Search code examples
rxmlurlxml-parsingextract

Error in the code while trying to read from URL using XML, xmlParse


I have to read the below link and answer the below question after the code http://www.ggobi.org/book/data/australian-crabs.xml

      library(XML)
crabs <- xmlParse('http://www.ggobi.org/book/data/australian-crabs.xml')
root <- xmlRoot(crabs)
xmlName(root)
varInfo <- root[[1]][[2]]
varInfo

as.vector(unlist(xmlApply(varInfo, xmlAttrs)))
     

The question is How many total number of records are does records have? Extract the text value for record 11.

**my answer is **

library(XML)

# download the xml data and save it in a file
url <- "http://www.ggobi.org/book/data/australian-crabs.xml"
download.file(url, destfile = "australian-crabs.xml")

# parse the xml data
xml_data <- xmlParse("australian-crabs.xml")

# extract the data from the xml
datPath <- "//record"
datValue <- xpathApply(xml_data, datPath, xmlValue)

# find the total number of records
num_records <- length(datValue)
cat("Total number of records:", num_records, "\n")

# extract the text value for record 11
record11 <- xmlParse(datValue[11])
text_value <- xmlValue(getNodeSet(record11, ".//text")[[1]])
cat("Text value for record 11:", text_value, "\n")

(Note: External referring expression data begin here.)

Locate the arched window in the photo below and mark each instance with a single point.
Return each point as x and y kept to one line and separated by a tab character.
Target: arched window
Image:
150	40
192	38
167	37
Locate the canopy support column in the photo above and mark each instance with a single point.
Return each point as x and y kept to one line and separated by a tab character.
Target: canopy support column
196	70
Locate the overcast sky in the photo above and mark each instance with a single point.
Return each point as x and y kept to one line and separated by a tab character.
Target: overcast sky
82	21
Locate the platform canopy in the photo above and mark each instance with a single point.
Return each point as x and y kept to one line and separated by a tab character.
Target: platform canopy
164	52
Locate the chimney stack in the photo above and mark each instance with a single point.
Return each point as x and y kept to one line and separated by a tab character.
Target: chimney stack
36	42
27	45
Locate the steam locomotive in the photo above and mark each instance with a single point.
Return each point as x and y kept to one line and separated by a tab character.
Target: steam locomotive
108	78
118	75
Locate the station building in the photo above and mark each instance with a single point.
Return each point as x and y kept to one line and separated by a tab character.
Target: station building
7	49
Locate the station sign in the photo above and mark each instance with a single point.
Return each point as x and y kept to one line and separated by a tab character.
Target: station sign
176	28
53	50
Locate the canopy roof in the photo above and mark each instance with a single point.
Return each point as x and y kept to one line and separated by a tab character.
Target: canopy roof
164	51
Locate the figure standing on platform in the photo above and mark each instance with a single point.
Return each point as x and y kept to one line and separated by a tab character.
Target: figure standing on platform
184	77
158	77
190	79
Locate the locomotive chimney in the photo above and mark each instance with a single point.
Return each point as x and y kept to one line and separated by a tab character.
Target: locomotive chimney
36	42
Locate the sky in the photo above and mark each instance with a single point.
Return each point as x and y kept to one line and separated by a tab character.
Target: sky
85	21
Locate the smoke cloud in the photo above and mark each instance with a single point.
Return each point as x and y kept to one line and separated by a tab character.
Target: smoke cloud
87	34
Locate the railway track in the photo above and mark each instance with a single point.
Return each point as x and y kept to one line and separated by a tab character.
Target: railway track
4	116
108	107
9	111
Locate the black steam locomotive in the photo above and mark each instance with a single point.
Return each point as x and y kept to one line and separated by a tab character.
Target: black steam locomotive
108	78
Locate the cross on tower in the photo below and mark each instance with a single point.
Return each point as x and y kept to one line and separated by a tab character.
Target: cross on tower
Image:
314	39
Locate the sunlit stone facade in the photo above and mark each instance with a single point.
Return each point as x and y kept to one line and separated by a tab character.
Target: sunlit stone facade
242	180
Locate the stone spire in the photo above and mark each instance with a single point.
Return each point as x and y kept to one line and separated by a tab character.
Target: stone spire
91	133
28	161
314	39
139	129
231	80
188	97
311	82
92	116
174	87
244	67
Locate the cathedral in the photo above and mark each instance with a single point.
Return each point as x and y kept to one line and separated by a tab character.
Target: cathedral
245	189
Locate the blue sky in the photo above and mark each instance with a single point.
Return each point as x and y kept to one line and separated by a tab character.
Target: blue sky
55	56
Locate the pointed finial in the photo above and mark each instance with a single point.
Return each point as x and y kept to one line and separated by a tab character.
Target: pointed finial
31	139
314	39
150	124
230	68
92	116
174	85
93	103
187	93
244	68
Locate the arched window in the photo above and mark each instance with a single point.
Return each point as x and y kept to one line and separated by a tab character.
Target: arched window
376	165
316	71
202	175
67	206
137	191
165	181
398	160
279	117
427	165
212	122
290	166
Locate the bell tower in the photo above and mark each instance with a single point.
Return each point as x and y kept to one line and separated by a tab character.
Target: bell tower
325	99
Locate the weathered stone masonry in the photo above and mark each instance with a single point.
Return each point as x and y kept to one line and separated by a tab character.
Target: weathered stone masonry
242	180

but I have the below error

trying URL 'http://www.ggobi.org/book/data/australian-crabs.xml'
Content type 'application/xml' length 20212 bytes (19 KB)
==================================================
downloaded 19 KB

Total number of records: 208 
Error in file.exists(file) : invalid 'file' argument

I need to solve this error


Solution

  • You already extracted the values of the records when you ran

    datValue <- xpathApply(xml_data, datPath, xmlValue)
    

    so datValue does not contain xml, just the values. You need to use

    text_value <- datValue[[11]]